Ci sono diversi cretini, in queste ore, che più che per la liberazione di Cecilia Sala esultano per il successo di Giorgia Meloni nella non facile missione di liberarla. O meglio (peggio): più che per il successo di Giorgia Meloni, esultano al pensiero dell’insuccesso a cui, nella stessa missione, immaginano che sarebbero andati incontro Elly Schlein o qualsiasi altro eventuale presidente del Consiglio, passato o futuribile, espresso dal centrosinistra. Ebbene, sono cretini (perché non è questo il momento di rimestare maramaldeschi battibecchi), però hanno ragione. Solo Giorgia Meloni, vanno cicalando, poteva riuscire nell’impresa, solo lei e nessun altro. È vero (applausi, sinceri, a lei – anche per la discrezione con cui si è rapidamente defilata, a Ciampino, all’arrivo della giornalista).
È vero perché negli Stati Uniti – il Paese amico dal quale, come ognun sa, dipendeva il via libera all’operazione diplomatica che ha portato al rilascio della nostra connazionale – c’è un presidente eletto che ha individuato la Sorella d’Italia quale sua testa di ponte nella riottosa Europa, e c’è un co-presidente non eletto che con la suddetta Sorella è in consolidati rapporti di simil fratellanza. Un qualsiasi altro politico italiano (“statista” sarebbe una parola grossa), specialmente se di centrosinistra, non avrebbe potuto contare su una simile benevola disponibilità.
Ma se anche alla Casa Bianca ci fosse (fosse in arrivo) un presidente democratico, un leader italiano di qualsiasi colore, anche di destra, non avrebbe avuto altrettante possibilità di riuscire.
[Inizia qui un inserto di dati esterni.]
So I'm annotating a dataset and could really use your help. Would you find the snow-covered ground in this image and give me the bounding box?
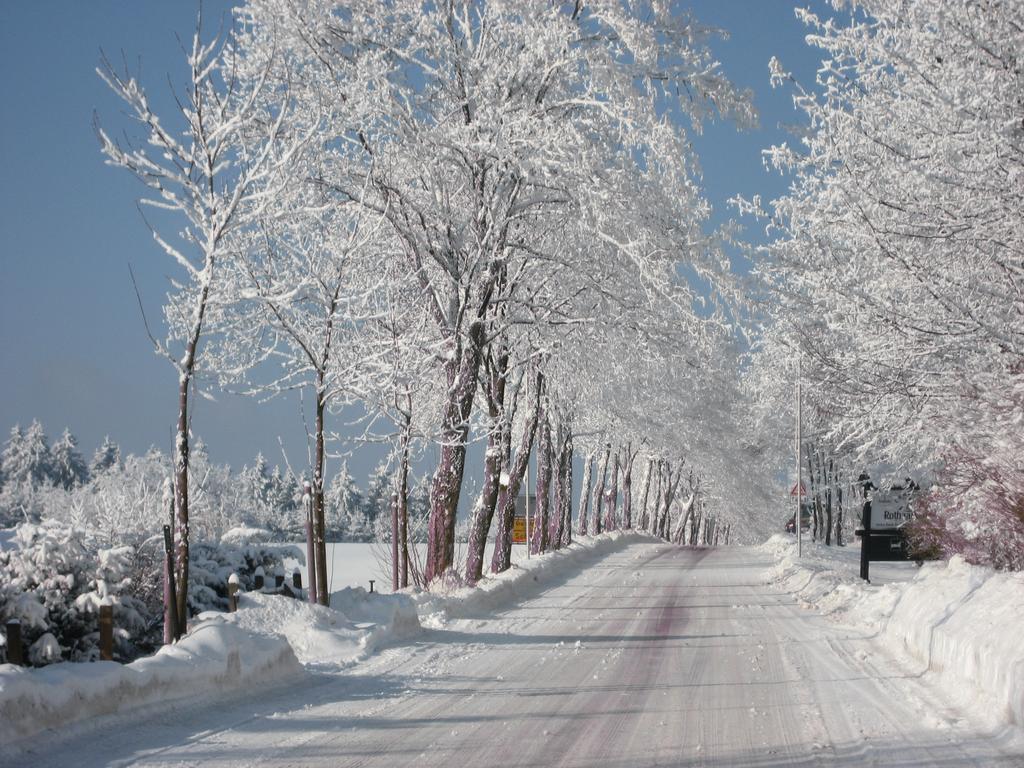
[285,542,527,593]
[761,535,1024,726]
[0,535,1024,768]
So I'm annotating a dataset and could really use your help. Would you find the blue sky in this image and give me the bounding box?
[0,0,822,476]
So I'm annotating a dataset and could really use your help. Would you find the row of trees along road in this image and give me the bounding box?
[750,0,1024,569]
[97,0,755,611]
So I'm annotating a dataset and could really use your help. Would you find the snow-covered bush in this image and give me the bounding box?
[0,521,154,665]
[188,528,306,613]
[0,520,304,666]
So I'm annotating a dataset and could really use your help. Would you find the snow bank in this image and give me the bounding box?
[0,622,303,742]
[0,531,638,742]
[412,530,647,628]
[761,536,1024,726]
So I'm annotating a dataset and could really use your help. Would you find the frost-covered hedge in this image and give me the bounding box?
[0,521,302,666]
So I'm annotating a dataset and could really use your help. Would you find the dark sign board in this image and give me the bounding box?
[856,488,918,582]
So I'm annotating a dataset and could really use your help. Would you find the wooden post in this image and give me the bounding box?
[302,480,316,603]
[391,493,398,592]
[164,525,182,640]
[227,573,239,613]
[7,618,25,667]
[99,598,114,662]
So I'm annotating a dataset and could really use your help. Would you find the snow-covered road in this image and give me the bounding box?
[18,543,1024,768]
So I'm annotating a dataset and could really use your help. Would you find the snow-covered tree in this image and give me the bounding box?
[232,0,752,579]
[96,19,301,629]
[50,428,89,489]
[762,0,1024,564]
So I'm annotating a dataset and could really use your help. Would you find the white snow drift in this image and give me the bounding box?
[762,536,1024,725]
[0,532,645,742]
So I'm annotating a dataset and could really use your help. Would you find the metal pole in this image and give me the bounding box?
[525,376,530,560]
[302,480,316,603]
[794,350,804,557]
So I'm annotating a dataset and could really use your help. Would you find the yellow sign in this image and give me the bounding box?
[512,515,526,544]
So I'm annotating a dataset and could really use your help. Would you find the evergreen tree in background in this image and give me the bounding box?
[50,427,89,490]
[89,435,121,476]
[326,461,371,540]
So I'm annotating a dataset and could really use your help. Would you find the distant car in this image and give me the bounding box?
[785,504,811,534]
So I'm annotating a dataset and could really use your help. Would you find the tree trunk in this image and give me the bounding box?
[637,459,654,530]
[577,453,594,536]
[548,419,565,549]
[558,425,572,547]
[836,471,845,547]
[647,459,664,536]
[312,393,331,605]
[391,490,401,592]
[466,355,510,584]
[423,321,483,584]
[594,442,611,536]
[825,459,833,547]
[604,451,620,530]
[174,370,191,638]
[490,373,544,573]
[398,415,413,589]
[623,443,636,530]
[527,402,552,555]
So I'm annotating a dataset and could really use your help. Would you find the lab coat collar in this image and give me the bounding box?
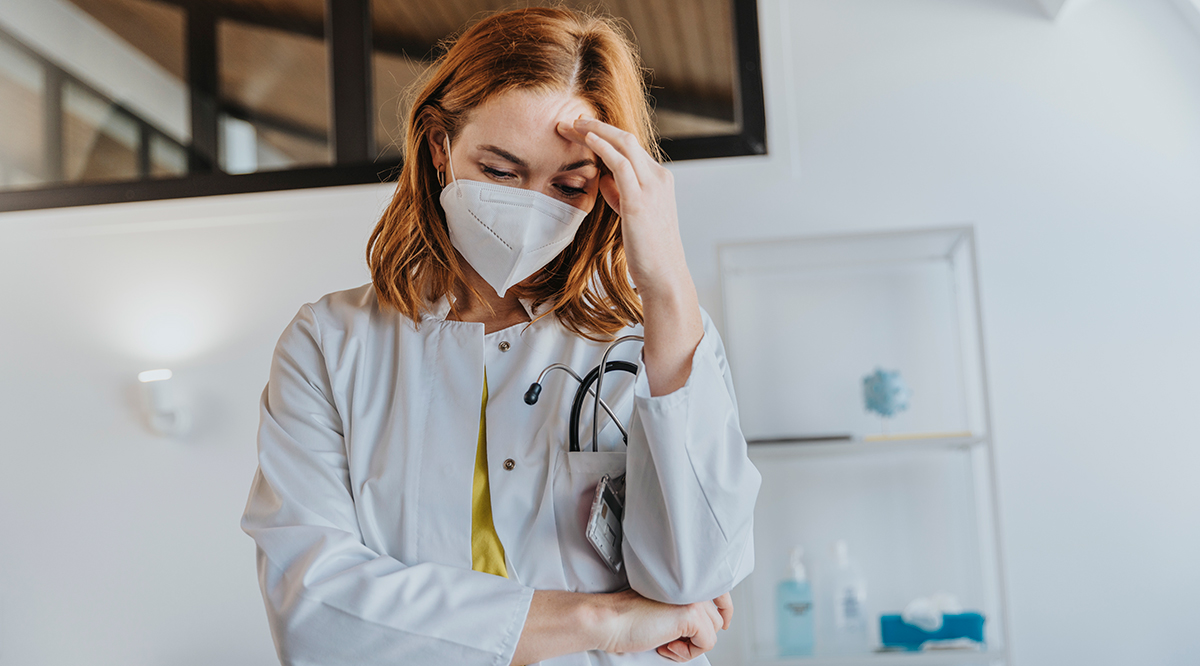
[421,294,550,322]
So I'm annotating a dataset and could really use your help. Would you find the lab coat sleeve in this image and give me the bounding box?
[622,312,762,604]
[241,305,533,666]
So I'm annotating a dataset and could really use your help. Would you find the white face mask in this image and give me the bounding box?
[440,137,588,298]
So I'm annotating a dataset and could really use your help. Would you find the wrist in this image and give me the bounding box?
[576,594,620,650]
[637,271,696,311]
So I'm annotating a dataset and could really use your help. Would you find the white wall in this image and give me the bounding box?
[0,0,1200,666]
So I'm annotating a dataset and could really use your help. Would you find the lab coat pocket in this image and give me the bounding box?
[554,451,629,592]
Perché i rapporti internazionali, come ogni altra questione che abbia una rilevanza politica, comportano il rispetto di una serie di procedure formali a cui soprattutto il mondo progressista, in Italia ma anche negli Stati Uniti, è più sensibile della destra, anche se a volte diventano sterili formalismi buoni soltanto a complicare le cose.
Domanda: sarebbero immaginabili un presidente democratico statunitense e un presidente del Consiglio italiano di centrosinistra che in nome della convenienza, dell’affinità politica, dell’amicizia personale si mettono d’accordo e in quattro e quattr’otto ti risolvono un intrigo internazionale che coinvolge delicati equilibri nei rapporti reciproci dei due Paesi e tra diverse istanze istituzionali al loro interno? Con uno che dice «Ahò, noi ’sto Abedini l’abbiamo arrestato; ora però…» e l’altro che conviene «Effettivamente ci sarebbe la richiesta di estradizione, ma insomma, dai, ci aggiustiamo…». E infatti il presidente uscente Biden aveva subito chiarito che non avrebbe ritirato la richiesta di estradizione.
Ma tra amici la situazione è diversa. Tra gli amici non c’è neppure bisogno di giustizia, ha spiegato Aristotele nell’Etica nicomachea (VIII, 1155a): l’amicizia è qualche cosa di ancora più nobile che supera la giustizia e, tra gli amici, la rende pleonastica. Se la richiesta di estradare Abedini è conforme a una convenzione internazionale ratificata dall’Italia e suffragata dalla documentazione proveniente da oltreoceano, è giusto che l’ingegnere iraniano sia consegnato agli Stati Uniti e ivi sottoposto a giudizio. Ma Trump e Meloni sono amici, non hanno bisogno di attenersi alle forme impersonali della giustizia, e nessuno dei due riterrà di compiere o di subire un’ingiustizia se Abedini verrà sottratto alle corti Usa. Una pacca e via, visto? Tutto risolto.
Quando c’è l’amicizia non è necessario andare troppo per il sottile: e l’indole destrorsa rifugge dalle sottigliezze, aborre i distinguo e le lungaggini procedurali, bypassa i passaggi intermedi, e agli equilibrismi paralizzanti preferisce le scorciatoie della disintermediazione semplificante e del decisionismo tranchant: a volte, come nel caso di Cecilia Sala, è la via migliore, la più performante (altre volte un vicolo cieco per aspiranti rodomonti). Bisogna riconoscerlo: non sempre la scrupolosa osservanza delle regole formali, che è coessenziale all’ethos democratico, serve a conseguire – e conseguirli in fretta – gli scopi desiderati. Ma se tutta la politica sempre più si riduce a una questione di rapporti personali, quel che si profila è l’arbitrio e lo svuotamento della democrazia. Possiamo correre questo rischio?